Selon un document de travail confidentiel du ministère suisse des Affaires étrangères, dont la NZZ a eu connaissance, l’un des principaux avantages de l’adoption des sanctions aurait été de renforcer la crédibilité de la Suisse en tant que partenaire solide à l’étranger. «Je pense donc que cela va nuire à l’image de la Suisse en tant que partenaire fiable», affirme Ralph Weber.

«Je suis troublé par le fait que la Suisse adopte une telle approche pragmatique en matière de droits humains et de politique étrangère. Décider au cas par cas risque d’impliquer que les intérêts pragmatiques sont au-dessus des valeurs constitutionnelles du pays, et c’est une notion préjudiciable», poursuit le spécialiste. 

Le même document de travail souligne également que l’adoption des sanctions aurait envoyé un signal positif à l’UE concernant le processus de négociation en cours. «Le gouvernement envoie donc un signal négatif, qui attirera encore plus de critiques sur la disposition de la Suisse à faire des compromis avec la Chine. La Suisse est sur la sellette», pointe Ralph Weber. 

Interrogé par swissinfo.ch, un porte-parole de la Commission européenne relativise toutefois l’impact de la voie solitaire choisie par la Suisse dans ce dossier: «Les partenaires choisissent parfois de ne pas s’aligner sur une décision spécifique. Nous ne nous attendons pas à ce que cette décision particulière ait un impact spécifique sur les relations entre l’UE et la Suisse».

Pourquoi l’UE sanctionne-t-elle la Chine?

Les sanctions imposées par l’UE à la Chine sont qualifiées de sanctions thématiques, ce qui signifie qu’elles ne sont pas imposées à l’ensemble du pays, mais qu’elles visent des individus, des entreprises ou une question spécifique. Ces sanctions comprennent des interdictions de voyager, des gels d’avoirs et visent les fonctionnaires qui ont été accusés de violations des droits humains à l’encontre des Ouïghours. 

Les Ouïghours sont une minorité ethnique, essentiellement musulmane, qui vit principalement dans la région du Xinjiang, dans le nord-ouest de la Chine.

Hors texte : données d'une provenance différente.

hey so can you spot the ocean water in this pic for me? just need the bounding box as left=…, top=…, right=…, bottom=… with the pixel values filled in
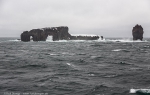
left=0, top=37, right=150, bottom=95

Selon les statistiques chinoises, environ 12 millions d’Ouïghours vivent dans le pays, ce qui correspond à près de la moitié de la population du Xinjiang.

En 2018, les Nations unies ont révélé qu’au moins un million de Ouïghours étaient détenus dans des «centres de lutte contre l’extrémisme» au Xinjiang. Selon le rapport, deux autres millions d’Ouïghours ont été détenus dans des «camps de rééducation» depuis 2017. 

Les États-Unis ont décrit ces détentions comme une forme de génocide. Mais la Chine a rejeté ces allégations, affirmant que ces politiques étaient nécessaires pour «lutter contre l’extrémisme». Cinq ans après le rapport de l’ONU, la situation ne s’est guère améliorée. En septembre dernier, l’universitaire ouïghour Rahile Dawut a été condamné à la prison à vie en Chine lors d’un procès secret pour atteinte à la sécurité de l’État.